How does it work? There are three main areas to understand about the file properties scanning features.

The first area is about how to initiate the file properties collection through the ClamAV API. A program using the ClamAV API may indicate property scanning by setting an option. The option is required to invoke the file property collection scan mode. Additionally, the API provides a new callback function to enable custom processing such as tailoring the result of the property scan, or to write the json properties string to a file. Use of the callback function is optional.
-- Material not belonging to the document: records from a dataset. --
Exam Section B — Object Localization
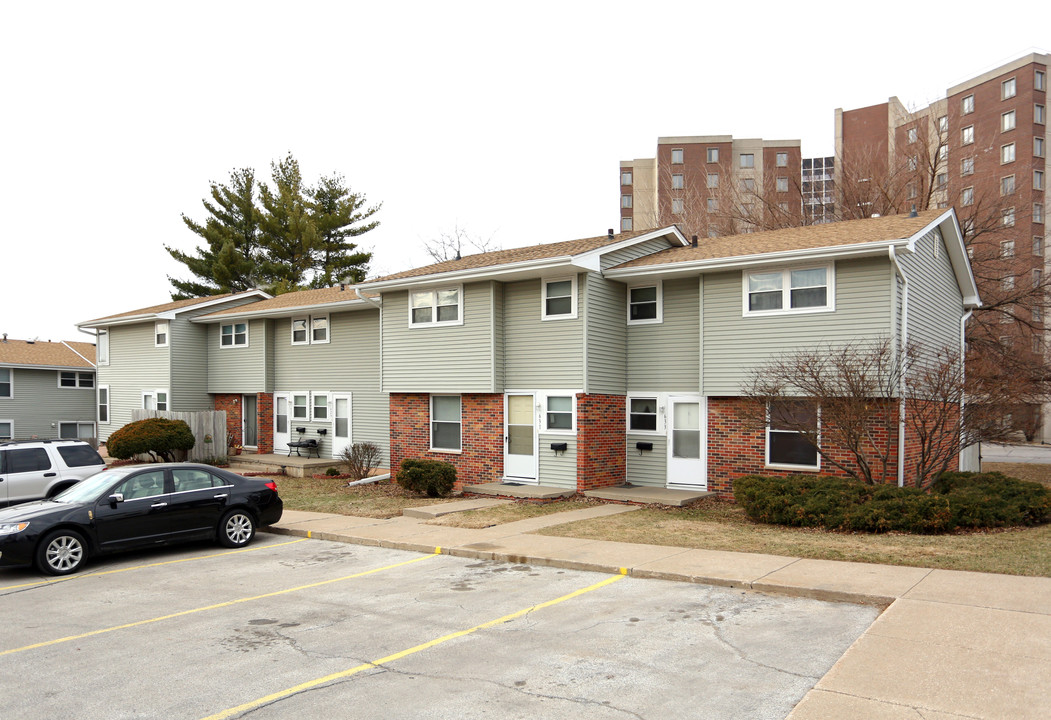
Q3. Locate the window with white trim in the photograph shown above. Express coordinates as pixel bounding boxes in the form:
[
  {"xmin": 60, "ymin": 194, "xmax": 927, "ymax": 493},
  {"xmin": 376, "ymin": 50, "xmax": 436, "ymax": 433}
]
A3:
[
  {"xmin": 409, "ymin": 286, "xmax": 463, "ymax": 327},
  {"xmin": 59, "ymin": 370, "xmax": 95, "ymax": 388},
  {"xmin": 627, "ymin": 283, "xmax": 662, "ymax": 325},
  {"xmin": 219, "ymin": 323, "xmax": 248, "ymax": 348},
  {"xmin": 766, "ymin": 400, "xmax": 821, "ymax": 470},
  {"xmin": 431, "ymin": 395, "xmax": 462, "ymax": 451},
  {"xmin": 543, "ymin": 395, "xmax": 577, "ymax": 432},
  {"xmin": 744, "ymin": 265, "xmax": 834, "ymax": 315},
  {"xmin": 540, "ymin": 275, "xmax": 577, "ymax": 320}
]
By way of example, the command line program clamscan uses the following API call to scan a file:
if((ret = cl_scandesc_callback(fd, virpp, &info.blocks, engine, options, &chain) ...
If you are interested in more detail, clamscan/manager.c contains this API call, and libclamav/clamav.h contains the function prototype of cl_scandesc_callback. In this case, to indicate file properties scanning to the ClamAV engine from clamscan, use the following sequence:
options |= CL_SCAN_FILE_PROPERTIES;
if((ret = cl_scandesc_callback(fd, virpp, &info.blocks, engine, options, &chain) ...
That's it! clamscan will now collect file properties for analysis. In fact, this is basically what clamscan does to support the new --gen-json option.

That brings us to the second area, which involves how file properties are collected and stored. We use json for this purpose. As ClamAV scans a file, it gathers properties about the file as well. The properties are maintained as json objects. At the end of the file scan, and prior to the file properties analysis scan, ClamAV serializes the json objects to the json files properties string.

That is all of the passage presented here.